Amaranth is another gluten-free whole grain; though, unlike sorghum, it’s classified as a pseudo-cereal, meaning it’s actually a seed. Like quinoa, it’s a source of complete protein because it contains lysine, an amino acid, which is thought to build muscle mass, especially when combined Arginine (another amino acid), according to research. Compared to other grains, amaranth has three times the average amount of calcium, contains high levels of protein, and is loaded with other essential vitamins and minerals like iron, magnesium, phosphorus and potassium. Note: when cooking, make sure you use 6 cups of water for every cup of amaranth—it absorbs that much water, according to The Whole Grains Council.
You’ll find it in Van’s Simply Delicious Gluten Free Fire-Roasted Veggie Crackers. These snacks boast 16 grams of whole grains (amaranth, brown rice, oats, millet and quinoa).
Buckwheat – Healthy Grains
Buckwheat is actually a seed, too. And it’s a standout when it comes to biological protein (the measure of absorbed protein and how readily the digested protein can be used in the body). One cup of cooked buckwheat contains 5.7 grams of protein, according to Calorie Counter. Like amaranth, buckwheat is rich in lysine, amino acids, vitamins and minerals like potassium, zinc and copper.
You’ll find it in Journey Bars. The brand’s savory line of snacks (with flavors like Pizza Marinara and Coconut Curry) all have a whole grain and seed base made from gluten-free oats, organic buckwheat, and sesame seeds.
Before you mess it up, it’s pronounced “free-kah,” and it’s derived from wheat, meaning it’s not gluten-free. It is, however, high in protein and fiber—trumping quinoa—and has low glycemic index levels.
You can substitute it anywhere you’d use whole grains like quinoa, brown rice, farro, bulgur, or steel cut oats. It’s the perfect base for sweet or savory dishes. Try Freekeh Foods packaged frekkeh in Original, Tamari and Rosemary Sage varieties.

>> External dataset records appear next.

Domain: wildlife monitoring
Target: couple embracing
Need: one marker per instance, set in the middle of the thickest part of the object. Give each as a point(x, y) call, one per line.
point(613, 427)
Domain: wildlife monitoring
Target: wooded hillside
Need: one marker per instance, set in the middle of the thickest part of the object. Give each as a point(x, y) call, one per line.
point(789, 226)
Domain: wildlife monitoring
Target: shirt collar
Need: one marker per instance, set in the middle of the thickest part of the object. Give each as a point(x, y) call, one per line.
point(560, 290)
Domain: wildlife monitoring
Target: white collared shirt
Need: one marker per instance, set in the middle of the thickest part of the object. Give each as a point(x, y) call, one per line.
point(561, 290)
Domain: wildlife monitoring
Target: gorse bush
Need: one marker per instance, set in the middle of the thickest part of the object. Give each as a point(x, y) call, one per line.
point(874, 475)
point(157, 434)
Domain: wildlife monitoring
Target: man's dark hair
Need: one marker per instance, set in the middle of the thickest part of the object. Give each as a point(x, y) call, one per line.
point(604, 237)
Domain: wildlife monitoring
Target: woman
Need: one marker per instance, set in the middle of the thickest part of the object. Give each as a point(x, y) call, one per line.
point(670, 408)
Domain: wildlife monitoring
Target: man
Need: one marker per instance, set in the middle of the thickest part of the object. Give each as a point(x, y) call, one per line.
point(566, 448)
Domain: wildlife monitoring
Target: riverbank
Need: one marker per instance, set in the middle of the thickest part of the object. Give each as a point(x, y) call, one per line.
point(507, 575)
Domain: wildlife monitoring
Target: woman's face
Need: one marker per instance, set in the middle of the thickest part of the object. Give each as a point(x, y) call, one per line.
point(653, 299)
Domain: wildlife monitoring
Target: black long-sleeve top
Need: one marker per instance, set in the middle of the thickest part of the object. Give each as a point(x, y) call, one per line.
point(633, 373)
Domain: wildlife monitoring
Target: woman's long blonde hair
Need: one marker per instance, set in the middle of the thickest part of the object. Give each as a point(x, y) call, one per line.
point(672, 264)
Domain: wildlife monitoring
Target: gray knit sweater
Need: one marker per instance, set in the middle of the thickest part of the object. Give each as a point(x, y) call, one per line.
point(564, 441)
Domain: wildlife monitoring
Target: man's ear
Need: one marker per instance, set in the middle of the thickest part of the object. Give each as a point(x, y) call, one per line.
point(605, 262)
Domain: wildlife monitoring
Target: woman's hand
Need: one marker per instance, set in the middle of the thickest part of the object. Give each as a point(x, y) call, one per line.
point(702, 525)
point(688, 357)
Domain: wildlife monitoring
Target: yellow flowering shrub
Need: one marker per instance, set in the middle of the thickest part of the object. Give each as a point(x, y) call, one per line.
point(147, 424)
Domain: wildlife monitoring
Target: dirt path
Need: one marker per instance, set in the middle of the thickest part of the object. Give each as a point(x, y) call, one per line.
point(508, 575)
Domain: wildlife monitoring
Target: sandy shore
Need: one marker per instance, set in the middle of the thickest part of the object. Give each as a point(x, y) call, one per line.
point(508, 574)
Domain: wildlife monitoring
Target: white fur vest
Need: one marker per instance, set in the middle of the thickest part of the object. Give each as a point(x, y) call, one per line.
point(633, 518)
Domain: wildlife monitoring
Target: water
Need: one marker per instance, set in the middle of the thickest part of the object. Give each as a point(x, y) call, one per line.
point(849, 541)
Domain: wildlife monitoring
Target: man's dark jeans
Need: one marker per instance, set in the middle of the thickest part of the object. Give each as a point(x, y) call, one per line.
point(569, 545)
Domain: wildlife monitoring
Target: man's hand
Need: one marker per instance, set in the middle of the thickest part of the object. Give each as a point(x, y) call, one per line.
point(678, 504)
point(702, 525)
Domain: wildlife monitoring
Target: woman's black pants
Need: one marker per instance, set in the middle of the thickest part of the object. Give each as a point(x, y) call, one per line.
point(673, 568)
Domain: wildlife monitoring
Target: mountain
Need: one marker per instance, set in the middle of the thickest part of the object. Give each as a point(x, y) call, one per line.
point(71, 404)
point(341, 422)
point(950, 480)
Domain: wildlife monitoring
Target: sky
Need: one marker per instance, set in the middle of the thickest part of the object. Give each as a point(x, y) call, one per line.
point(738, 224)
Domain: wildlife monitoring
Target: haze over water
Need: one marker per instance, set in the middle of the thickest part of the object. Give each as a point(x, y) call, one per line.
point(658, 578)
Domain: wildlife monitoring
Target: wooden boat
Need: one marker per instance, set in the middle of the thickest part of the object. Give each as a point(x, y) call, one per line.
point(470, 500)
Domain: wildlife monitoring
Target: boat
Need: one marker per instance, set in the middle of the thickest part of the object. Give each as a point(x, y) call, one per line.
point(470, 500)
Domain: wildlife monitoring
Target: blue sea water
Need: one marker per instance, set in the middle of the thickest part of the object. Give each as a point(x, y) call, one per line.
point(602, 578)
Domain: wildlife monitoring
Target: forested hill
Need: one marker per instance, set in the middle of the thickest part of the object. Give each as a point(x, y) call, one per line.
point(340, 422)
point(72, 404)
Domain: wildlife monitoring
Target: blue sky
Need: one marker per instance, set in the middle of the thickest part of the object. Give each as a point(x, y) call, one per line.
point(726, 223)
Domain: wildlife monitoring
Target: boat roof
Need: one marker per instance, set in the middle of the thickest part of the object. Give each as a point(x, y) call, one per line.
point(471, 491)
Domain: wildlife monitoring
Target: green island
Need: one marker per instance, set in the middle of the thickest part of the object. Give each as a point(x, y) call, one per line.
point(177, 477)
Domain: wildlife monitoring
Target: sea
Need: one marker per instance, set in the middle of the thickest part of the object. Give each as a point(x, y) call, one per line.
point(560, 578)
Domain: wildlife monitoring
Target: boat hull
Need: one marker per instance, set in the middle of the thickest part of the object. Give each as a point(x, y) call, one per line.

This one’s pronounced “trih-tih-KAY-lee,” and it’s a hybrid of wheat and rye, combining the benefits of both grains, according to The Whole Grains Council. Like rye, triticale is rich in dietary fiber and arabinoxylan fiber (a byproduct of wheat flour, and one of the main components of soluble and insoluble dietary fibers, shown to have strong antioxidant activity). Triticale is also composed of acids and compounds that may help moderate insulin levels, weight management, and help improve satiety.
You’ll find it in Bob’s Red Mill Rolled Triticale Flakes—a great substitute for oatmeal. You can also purchase their Triticale flour, which can be subbed in for the regular stuff in baking and cooking recipes.